Monday, 1 June 2009
Kelly Shimoda
All images ©Kelly Shimoda (Click to enlarge)
I guess you don’t want to talk to me anymore is a project by Kelly Shimoda which, as she explains, "serves to document mobile phone text messages and preserve a form of communication that is fleeting by design and rarely seen by anyone other than the original author or intended recipient. Taken as a whole, it also begins to ask deeper questions about human communication.
Because people can use texting to avoid the most uncomfortable parts of face-to-face interaction, they often feel liberated to spontaneously communicate intimate and revealing thoughts, but by being forced to encapsulate those thoughts in a mere 160 characters, the best messages read like haiku poems – brief, but full of meaning.
In my approach to shooting and editing the messages, the project becomes an informal sociological study, creating an intimate yet fragmentary portrait of a disparate network of people.
In the end, these enigmatic photographs ask as many questions as they answer, and force the reader to reflect and draw upon his or her own experience to make sense of them, ultimately pointing to the fundamentally fragile nature of human communication."
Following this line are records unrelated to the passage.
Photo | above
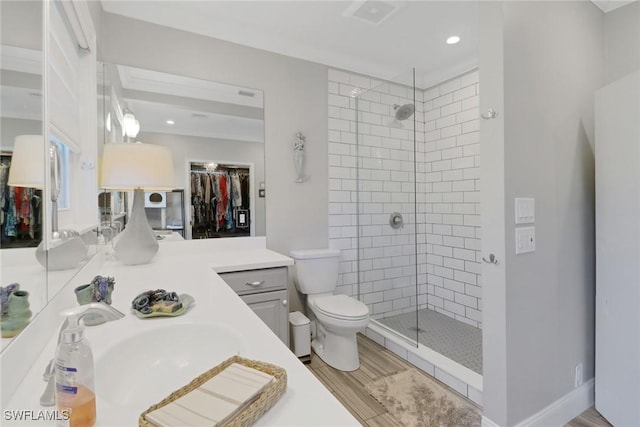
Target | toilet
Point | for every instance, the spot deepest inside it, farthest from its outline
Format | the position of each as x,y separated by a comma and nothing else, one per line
338,317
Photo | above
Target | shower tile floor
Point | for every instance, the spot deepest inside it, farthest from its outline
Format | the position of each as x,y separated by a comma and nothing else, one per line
451,338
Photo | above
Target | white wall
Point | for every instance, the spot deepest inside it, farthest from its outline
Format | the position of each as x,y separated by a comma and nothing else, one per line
622,38
553,63
10,128
189,148
295,100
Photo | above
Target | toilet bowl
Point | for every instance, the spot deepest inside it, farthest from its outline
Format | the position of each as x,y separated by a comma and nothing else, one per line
338,317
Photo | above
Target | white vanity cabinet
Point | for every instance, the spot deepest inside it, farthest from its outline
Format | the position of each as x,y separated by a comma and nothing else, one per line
265,292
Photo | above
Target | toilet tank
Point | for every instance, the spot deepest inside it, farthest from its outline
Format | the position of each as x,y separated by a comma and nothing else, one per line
316,270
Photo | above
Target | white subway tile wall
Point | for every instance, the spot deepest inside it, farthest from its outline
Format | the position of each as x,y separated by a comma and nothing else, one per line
440,177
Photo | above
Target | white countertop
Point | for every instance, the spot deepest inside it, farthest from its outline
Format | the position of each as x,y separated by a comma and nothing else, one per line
188,267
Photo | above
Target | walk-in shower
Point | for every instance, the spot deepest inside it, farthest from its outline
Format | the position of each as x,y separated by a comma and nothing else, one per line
421,280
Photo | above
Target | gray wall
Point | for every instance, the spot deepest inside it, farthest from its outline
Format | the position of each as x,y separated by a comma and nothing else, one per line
185,148
553,62
492,204
295,100
622,36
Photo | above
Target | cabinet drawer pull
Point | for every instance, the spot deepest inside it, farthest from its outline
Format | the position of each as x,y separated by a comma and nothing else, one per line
255,284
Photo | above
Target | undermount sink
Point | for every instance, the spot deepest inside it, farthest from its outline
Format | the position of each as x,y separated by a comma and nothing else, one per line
145,367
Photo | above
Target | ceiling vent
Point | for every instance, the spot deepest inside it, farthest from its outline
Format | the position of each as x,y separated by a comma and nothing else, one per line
371,11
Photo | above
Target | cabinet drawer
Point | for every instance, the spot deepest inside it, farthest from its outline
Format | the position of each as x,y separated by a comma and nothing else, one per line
254,281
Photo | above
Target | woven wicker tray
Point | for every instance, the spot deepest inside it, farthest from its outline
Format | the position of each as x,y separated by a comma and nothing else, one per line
252,411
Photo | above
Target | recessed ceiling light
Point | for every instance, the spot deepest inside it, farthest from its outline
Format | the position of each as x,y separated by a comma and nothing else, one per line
453,40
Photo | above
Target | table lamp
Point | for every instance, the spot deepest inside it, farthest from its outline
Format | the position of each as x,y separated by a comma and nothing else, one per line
27,170
137,167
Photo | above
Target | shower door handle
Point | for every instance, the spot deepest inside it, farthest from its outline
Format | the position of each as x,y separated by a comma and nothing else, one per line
492,259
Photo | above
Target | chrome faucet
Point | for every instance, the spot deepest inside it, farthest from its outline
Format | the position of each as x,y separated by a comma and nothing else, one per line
97,308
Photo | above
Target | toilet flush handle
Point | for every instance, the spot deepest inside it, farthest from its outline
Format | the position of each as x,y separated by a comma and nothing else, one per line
255,284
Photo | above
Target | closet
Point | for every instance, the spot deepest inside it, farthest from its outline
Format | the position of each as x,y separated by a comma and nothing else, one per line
20,211
220,200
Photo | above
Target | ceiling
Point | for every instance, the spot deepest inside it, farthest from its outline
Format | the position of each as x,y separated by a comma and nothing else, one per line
609,5
413,34
195,107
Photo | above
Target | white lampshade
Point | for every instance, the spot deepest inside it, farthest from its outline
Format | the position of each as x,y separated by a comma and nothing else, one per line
129,166
27,162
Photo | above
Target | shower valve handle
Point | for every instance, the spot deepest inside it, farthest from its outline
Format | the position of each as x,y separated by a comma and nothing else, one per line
492,259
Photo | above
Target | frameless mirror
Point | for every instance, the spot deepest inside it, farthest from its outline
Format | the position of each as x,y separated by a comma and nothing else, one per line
216,134
23,279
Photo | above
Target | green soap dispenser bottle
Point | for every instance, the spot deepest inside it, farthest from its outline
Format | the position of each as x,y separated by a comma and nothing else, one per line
75,397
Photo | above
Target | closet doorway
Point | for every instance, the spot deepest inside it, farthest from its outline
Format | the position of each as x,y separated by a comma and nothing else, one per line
221,197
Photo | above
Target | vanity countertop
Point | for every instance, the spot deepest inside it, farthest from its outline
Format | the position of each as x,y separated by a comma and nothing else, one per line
188,267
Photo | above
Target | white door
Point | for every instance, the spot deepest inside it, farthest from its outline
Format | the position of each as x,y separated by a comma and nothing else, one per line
618,251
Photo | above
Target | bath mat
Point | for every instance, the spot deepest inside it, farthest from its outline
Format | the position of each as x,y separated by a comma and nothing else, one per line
414,399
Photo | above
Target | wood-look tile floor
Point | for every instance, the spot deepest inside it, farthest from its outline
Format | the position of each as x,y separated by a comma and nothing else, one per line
377,362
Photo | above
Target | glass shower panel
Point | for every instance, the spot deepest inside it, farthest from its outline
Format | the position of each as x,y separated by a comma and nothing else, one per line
388,118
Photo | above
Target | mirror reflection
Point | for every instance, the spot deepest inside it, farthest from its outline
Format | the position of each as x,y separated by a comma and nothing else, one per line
215,132
24,280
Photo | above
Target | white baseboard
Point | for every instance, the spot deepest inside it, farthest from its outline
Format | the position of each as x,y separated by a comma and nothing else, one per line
562,410
486,422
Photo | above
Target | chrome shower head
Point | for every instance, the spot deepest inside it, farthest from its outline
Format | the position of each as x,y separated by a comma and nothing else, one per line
403,112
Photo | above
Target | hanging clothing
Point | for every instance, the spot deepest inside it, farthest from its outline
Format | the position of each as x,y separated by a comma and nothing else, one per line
237,191
10,223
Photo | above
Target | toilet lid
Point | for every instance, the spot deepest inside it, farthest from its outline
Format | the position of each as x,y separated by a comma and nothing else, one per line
342,306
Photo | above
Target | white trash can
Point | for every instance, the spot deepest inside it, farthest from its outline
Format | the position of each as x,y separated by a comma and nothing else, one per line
300,334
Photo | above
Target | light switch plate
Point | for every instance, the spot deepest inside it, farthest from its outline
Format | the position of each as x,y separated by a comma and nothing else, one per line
525,240
525,210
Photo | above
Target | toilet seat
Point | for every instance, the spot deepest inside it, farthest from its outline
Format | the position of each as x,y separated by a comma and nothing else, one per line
341,307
Kelly has been working as a documentary photographer since graduating from the International Center of Photography in 2005. She freelances for The New York Times, and a variety of European magazines. She was included in the 2008 PDN Photo Annual and won an award in the ASMP Image08 contest for her work on the last days of the Empire Roller Skating Centre. In 2007, she was among the winners of Hey, Hot Shot! at the Jen Bekman Gallery, and also received an ICP/ Johnson & Johnson Fellowship. In 2006, she was awarded an Honorable Mention in The Magenta Foundation’s Emerging Photographers.